Late Musings: Gladdening Pieces of Doom

I should not be up at the moment, but after triumphantly finishing analyzing twelve pieces of modern  poetry, I needed, or perhaps wanted, a reward. So I write.

All the pieces (save George Orwell's amazing essay entitled Politics and the English Language) were adamantly proclaiming that life has no meaning because it is cyclical: We are born, we live, and guess what? We die!

Frustrated after analyzing these pieces, I asked a very wise person what he thought.

"Well," said my Dad, "that's only true if you're an animal."

I smiled.  He always puts things so simply, like Corrie ten Boom's father, carrying the heavy watch case.  I am not an animal, and neither are any other human beings.  Death is inevitable, but babies being born are not just another baby, despite any of Phillip Larkin's ideas.

I did laugh, however, when Larkin did and could not understand why people still believe in God. In "Church Going," he writes about how church does not satisfy any of his needs (of course it won't; one needs the personal relationship with Christ Himself.)  A few lines later, Larkin imagines what would happen if going to church went "out of style," but he is dismayed when he realizes people going to church will never be out of style because humans have an innate need to worship something above them, whether it be literally above them or above them in authority.

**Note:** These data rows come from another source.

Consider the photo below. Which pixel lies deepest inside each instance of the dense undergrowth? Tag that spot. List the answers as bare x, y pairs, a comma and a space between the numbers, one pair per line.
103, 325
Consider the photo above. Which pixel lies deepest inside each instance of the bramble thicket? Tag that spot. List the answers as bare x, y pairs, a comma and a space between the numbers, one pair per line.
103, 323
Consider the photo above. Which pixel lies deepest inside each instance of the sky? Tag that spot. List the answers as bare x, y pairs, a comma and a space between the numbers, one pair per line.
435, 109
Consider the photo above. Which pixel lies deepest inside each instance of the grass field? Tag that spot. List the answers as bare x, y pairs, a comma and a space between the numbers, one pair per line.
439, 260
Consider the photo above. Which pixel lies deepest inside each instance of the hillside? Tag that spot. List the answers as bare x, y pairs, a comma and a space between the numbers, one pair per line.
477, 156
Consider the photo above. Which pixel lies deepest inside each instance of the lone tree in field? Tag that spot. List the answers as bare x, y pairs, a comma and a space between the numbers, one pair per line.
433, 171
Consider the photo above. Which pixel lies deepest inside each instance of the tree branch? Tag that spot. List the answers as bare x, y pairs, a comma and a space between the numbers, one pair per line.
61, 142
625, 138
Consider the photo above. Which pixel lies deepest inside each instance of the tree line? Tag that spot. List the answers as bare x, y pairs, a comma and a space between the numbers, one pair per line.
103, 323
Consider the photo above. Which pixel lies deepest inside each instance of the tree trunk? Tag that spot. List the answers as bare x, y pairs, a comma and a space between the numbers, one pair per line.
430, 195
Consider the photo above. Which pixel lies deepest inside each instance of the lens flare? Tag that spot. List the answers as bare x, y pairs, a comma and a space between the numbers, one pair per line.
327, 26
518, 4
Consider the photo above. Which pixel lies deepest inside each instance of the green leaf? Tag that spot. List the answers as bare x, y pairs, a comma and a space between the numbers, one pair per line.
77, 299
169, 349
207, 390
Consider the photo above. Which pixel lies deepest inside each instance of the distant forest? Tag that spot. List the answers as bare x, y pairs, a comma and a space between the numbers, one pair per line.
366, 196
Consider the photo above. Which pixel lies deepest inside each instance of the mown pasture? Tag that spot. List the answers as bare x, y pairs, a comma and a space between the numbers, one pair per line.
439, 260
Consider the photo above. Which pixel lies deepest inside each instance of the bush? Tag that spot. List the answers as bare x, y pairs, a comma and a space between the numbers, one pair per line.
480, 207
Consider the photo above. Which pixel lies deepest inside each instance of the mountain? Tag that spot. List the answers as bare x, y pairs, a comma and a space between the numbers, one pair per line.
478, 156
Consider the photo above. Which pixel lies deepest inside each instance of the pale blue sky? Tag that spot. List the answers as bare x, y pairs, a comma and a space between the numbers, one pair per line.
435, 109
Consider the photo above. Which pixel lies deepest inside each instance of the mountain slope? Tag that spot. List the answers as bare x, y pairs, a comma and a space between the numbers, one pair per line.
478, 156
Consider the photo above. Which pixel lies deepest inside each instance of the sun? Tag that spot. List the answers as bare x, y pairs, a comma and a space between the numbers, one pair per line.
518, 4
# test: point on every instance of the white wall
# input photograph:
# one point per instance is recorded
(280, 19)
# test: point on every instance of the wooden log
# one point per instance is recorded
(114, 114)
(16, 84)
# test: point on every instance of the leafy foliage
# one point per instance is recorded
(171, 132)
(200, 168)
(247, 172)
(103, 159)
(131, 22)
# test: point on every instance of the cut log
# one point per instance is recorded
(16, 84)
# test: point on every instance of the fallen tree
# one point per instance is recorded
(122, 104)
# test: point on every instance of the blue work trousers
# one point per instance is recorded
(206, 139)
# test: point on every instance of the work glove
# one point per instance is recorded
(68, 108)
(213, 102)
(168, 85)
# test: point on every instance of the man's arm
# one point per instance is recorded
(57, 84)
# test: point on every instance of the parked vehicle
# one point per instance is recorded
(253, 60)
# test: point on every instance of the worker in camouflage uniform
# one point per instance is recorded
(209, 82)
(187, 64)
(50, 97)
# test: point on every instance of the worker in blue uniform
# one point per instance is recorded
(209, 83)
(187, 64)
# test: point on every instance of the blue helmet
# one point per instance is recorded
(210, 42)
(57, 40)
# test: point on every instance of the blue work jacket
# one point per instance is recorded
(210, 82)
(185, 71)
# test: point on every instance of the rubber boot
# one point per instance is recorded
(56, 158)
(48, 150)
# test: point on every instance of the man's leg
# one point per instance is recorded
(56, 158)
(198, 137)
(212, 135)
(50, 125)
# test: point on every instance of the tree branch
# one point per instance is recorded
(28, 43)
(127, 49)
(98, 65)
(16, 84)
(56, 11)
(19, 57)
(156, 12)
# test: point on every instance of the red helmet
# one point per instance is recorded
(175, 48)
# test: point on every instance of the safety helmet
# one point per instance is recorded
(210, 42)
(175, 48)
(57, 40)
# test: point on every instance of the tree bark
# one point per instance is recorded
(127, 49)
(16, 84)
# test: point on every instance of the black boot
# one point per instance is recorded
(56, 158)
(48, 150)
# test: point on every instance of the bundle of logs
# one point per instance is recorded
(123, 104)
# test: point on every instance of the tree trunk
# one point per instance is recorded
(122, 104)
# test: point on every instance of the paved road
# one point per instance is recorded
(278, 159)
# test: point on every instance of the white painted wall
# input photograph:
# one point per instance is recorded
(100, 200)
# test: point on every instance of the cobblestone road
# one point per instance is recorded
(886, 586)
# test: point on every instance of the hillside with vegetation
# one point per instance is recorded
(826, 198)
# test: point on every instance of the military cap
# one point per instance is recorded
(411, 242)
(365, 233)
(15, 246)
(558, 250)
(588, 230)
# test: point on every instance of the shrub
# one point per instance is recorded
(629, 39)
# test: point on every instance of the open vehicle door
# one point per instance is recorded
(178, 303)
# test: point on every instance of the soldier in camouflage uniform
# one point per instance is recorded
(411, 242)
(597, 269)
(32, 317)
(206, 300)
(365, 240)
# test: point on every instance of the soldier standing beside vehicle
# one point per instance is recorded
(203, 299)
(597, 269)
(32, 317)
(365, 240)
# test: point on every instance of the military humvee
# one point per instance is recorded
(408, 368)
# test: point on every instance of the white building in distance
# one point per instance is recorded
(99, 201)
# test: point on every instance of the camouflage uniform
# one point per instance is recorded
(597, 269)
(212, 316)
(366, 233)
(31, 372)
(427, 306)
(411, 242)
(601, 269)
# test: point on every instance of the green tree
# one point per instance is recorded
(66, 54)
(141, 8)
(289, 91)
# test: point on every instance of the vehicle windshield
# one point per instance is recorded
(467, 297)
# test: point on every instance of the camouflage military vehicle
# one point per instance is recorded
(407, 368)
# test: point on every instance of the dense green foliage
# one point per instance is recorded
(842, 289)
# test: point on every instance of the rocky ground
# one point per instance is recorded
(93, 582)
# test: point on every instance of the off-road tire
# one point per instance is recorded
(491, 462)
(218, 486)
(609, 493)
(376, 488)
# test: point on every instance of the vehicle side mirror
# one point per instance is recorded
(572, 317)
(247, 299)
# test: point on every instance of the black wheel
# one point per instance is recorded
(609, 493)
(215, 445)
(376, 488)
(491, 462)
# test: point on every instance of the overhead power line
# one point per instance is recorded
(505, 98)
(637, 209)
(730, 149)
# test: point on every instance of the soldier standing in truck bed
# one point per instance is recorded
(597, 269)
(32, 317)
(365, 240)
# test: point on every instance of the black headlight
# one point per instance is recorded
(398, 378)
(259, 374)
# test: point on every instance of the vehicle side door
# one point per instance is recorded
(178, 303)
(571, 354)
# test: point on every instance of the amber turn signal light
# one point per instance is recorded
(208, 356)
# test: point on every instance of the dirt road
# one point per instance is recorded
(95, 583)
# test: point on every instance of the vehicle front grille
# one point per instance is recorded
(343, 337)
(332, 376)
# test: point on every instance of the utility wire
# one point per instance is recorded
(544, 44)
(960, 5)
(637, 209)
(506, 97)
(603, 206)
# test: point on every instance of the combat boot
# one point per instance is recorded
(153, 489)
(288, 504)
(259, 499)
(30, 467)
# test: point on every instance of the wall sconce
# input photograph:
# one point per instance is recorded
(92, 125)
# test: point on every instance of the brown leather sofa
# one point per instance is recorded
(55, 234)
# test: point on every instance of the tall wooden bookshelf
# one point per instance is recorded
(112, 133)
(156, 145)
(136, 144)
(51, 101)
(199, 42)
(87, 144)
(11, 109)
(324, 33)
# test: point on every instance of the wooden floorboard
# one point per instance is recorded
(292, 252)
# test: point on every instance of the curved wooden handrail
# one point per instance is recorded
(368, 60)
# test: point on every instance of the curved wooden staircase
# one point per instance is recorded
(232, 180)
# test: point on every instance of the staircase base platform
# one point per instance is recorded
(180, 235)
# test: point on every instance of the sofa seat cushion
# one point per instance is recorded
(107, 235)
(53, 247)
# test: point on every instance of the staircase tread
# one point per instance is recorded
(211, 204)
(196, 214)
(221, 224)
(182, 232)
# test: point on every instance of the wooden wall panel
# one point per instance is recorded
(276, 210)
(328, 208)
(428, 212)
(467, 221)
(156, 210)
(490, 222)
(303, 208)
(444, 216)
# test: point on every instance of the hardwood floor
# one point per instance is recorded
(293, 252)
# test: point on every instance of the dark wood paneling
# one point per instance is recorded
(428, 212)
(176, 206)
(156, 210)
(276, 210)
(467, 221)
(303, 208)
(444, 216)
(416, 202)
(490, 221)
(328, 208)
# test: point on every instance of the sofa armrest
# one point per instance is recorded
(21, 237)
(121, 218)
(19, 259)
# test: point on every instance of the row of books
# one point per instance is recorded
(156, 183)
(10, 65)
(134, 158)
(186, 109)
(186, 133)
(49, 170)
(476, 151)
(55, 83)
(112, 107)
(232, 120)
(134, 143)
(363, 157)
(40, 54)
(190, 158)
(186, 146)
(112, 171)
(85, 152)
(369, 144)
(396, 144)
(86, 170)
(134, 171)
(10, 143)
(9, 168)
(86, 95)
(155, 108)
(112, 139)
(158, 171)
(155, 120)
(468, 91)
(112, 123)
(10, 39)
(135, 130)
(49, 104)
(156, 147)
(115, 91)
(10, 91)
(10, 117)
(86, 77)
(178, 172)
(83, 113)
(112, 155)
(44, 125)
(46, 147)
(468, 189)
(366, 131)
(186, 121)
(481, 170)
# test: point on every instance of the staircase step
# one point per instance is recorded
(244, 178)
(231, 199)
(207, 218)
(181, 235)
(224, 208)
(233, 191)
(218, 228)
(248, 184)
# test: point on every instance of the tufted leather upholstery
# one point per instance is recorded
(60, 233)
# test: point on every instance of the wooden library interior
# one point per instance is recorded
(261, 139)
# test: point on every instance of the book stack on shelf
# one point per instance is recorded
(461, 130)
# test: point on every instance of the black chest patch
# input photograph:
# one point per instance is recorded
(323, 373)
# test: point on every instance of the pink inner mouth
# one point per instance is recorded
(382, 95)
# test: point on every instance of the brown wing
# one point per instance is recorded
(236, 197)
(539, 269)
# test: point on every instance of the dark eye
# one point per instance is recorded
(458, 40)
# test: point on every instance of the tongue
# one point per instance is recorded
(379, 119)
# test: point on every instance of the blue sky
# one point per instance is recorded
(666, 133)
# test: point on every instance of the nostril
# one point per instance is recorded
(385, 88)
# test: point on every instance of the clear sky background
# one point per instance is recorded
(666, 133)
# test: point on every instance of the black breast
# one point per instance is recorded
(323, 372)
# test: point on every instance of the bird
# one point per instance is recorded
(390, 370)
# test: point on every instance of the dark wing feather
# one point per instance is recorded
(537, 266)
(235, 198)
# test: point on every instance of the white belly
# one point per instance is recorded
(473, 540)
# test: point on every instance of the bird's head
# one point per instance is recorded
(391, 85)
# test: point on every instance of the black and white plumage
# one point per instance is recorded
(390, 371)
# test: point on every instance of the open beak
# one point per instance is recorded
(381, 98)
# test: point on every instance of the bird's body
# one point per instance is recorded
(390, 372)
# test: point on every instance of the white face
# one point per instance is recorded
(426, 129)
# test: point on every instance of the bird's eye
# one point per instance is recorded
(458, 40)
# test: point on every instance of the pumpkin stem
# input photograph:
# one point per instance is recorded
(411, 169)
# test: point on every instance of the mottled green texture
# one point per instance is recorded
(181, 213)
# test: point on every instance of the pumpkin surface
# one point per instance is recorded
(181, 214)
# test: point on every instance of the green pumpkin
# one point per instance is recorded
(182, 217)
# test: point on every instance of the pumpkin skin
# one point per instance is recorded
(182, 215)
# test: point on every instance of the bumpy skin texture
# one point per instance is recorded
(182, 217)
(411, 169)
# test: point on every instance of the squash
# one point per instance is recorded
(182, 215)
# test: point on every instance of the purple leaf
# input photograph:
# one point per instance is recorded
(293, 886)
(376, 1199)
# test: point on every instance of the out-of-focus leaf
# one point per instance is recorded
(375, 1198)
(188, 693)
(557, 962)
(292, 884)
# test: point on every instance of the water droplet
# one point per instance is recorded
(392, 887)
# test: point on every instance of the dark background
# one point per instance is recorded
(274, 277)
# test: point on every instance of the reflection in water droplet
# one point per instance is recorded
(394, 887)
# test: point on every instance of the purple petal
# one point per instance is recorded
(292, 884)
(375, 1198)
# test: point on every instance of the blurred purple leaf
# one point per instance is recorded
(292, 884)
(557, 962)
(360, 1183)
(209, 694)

All the doom-sayings each piece shouted actually made me glad. It made me glad because it helps me be even more thankful for the fact that even though I will die someday, I am owned by a higher authority I worship and have a wonderful relationship with.

Instead of becoming depressed late at night by reading modern poetry chanting that all things are meaningless because they are cyclical, I was made joyful. Just because life is cyclical does not mean I have to mourn its cyclical character.  I am not an animal with a depressing fate of complete non-existence after death but a human with the purpose of worshiping and glorifying my higher authority.

God is our higher authority, and the modernistic pieces and ugly things in life should sober us (gladdening pieces of doom), but most of all make us more grateful for the love Christ has for his children.

The end.

Works Cited
Greenblatt, Stephen. The Norton Anthology of English Literature. New York: W.W. Norton, 2012. Print.